Isabel Linzer, Research Analyst for Technology and Democracy at Freedom House

Jo Moley, Senior Program Associate on the Latin America and the Caribbean team’s Venezuela portfolio

Gerardo Berthin, Director of Freedom House’s Latin America and the Caribbean team

Moderator:

Professor Diana Kapiszewski, Provost’s Distinguished Associate Professor at Georgetown University

Migration in the Americas

Watch the Migration in the  Americas event here. 

The panel, hosted by the Center for the Latin American Studies and the Institute for the Study of International Migration on Oct. 22, examined the current situation of migration in the Americas and prospects for migration in the coming months, especially in light of the coming U.S. presidential elections, the COVID-19 pandemic, seasonal changes, and ongoing political and economic developments in the region. Particular attention was paid to the US-Mexico border region, the impact of Venezuelan refugees throughout the Americas, and the challenges facing Central American migrants and asylum seekers.

Featuring Panelists:

Andrew Selee, President of the Migration Policy Institute

Silvia Elena Giorguli Saucedo, President of El Colegio de México (Colmex)

Katharine Donato, Donald G. Herzberg Professor of International Migration, Director, Institute for the Study of International Migration

Moderator:

Fr. Matthew Carnes, Director, Center for Latin American Studies

Steven Dudley, Book Discussion MS-13: The Making of America’s Most Notorious Gang

Find more information on Steven Dudley here.

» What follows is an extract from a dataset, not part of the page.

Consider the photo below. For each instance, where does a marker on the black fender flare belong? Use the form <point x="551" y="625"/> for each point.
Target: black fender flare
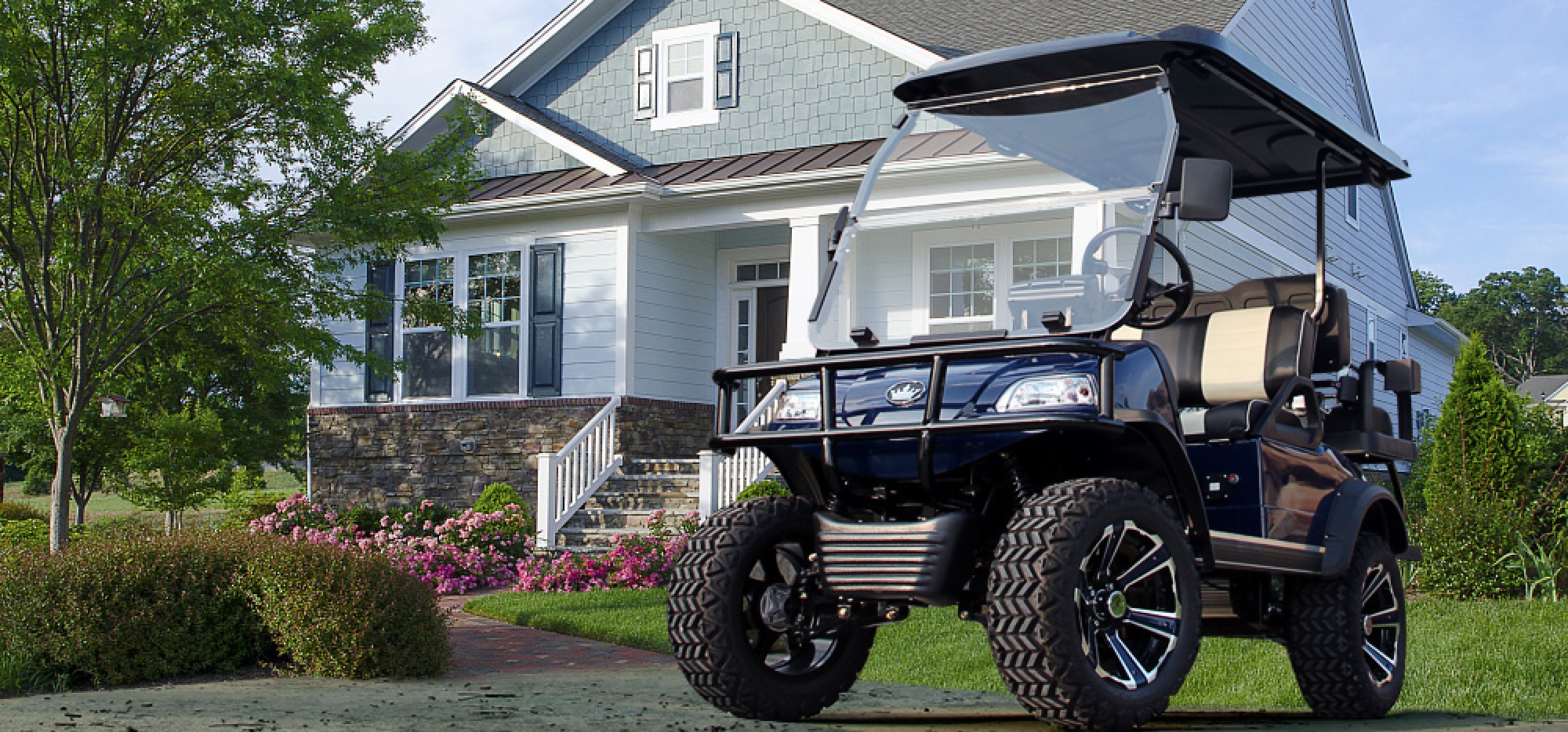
<point x="1362" y="504"/>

MS-13: The Making of America’s Most Notorious Gang tells the story of the creation and spread of the gang as seen through the lives of several of its members, as well as numerous law enforcement struggling to mitigate its influence. With an estimated ten thousand members operating in dozens of states and linked to thousands of murders each year in the US and abroad, the MS-13 is one of the most infamous gangs on earth. But it is also misunderstood. It is less a hierarchical drug cartel than a hand-to-mouth, loosely knit criminal organization whose violent ethos serves to reinforce its social bonds, which is its true beating heart. Journalist and longtime organized crime investigator Steven Dudley spent ten years investigating the gang and brings readers inside the group to tell a larger story of how a flawed US and Central American policy, and exploitative and unequal economic systems in the United States and abroad have helped foster the gang and sustain it.